Mr. Caplan currently serves as president of Tarsadia Investments, a multi-billion dollar family office. Previously, Mr. Caplan was chief executive officer at Jefferson National, an industry-leading distributor of tax-advantaged investing solutions. From 2000 to 2008 he served as director and chief executive officer at E*Trade, a pioneering electronic trading platform for securities, where he led approximately 15 strategic acquisitions and subsequent integrations. Mr. Caplan currently serves on the board of directors of Modern Bank, PCS Retirement, Envisics Ltd. and Lereta, LLC. Mr. Caplan received a Bachelor’s in history from Brandeis University and a Juris Doctor and Master of Business Administration from Emory University.


Todd Davis, 52
Director

Mr. Davis currently serves as Executive Chairman for Kadenwood, an industry leader in CBD consumer packaged goods. From 2005 to 2016, he was the Co-founder, CEO, and Chairman of LifeLock, Inc., a leading player in the identify-theft protection industry.

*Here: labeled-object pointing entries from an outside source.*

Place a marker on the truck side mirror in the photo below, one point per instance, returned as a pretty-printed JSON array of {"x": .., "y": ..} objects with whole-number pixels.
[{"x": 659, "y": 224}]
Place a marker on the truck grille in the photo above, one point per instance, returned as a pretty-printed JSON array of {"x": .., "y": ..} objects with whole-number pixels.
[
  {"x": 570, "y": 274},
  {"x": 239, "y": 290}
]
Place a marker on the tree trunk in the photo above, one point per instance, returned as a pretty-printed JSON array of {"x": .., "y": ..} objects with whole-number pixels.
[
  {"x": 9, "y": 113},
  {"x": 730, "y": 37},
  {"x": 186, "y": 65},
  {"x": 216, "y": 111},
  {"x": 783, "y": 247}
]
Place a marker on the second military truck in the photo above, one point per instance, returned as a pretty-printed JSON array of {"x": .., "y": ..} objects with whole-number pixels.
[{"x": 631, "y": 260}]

He led the company from a start-up in 2005 to an IPO in 2012 on the NYSE and years later, through a successful acquisition by Symantec for $2.3 billion. Mr. Davis currently sits on multiple other private and philanthropic boards where he applies his experience in marketing, technology and building great teams to support early stage companies and position them for success. Mr. Davis received his Bachelor of Business Administration in entrepreneurship and management from Baylor University.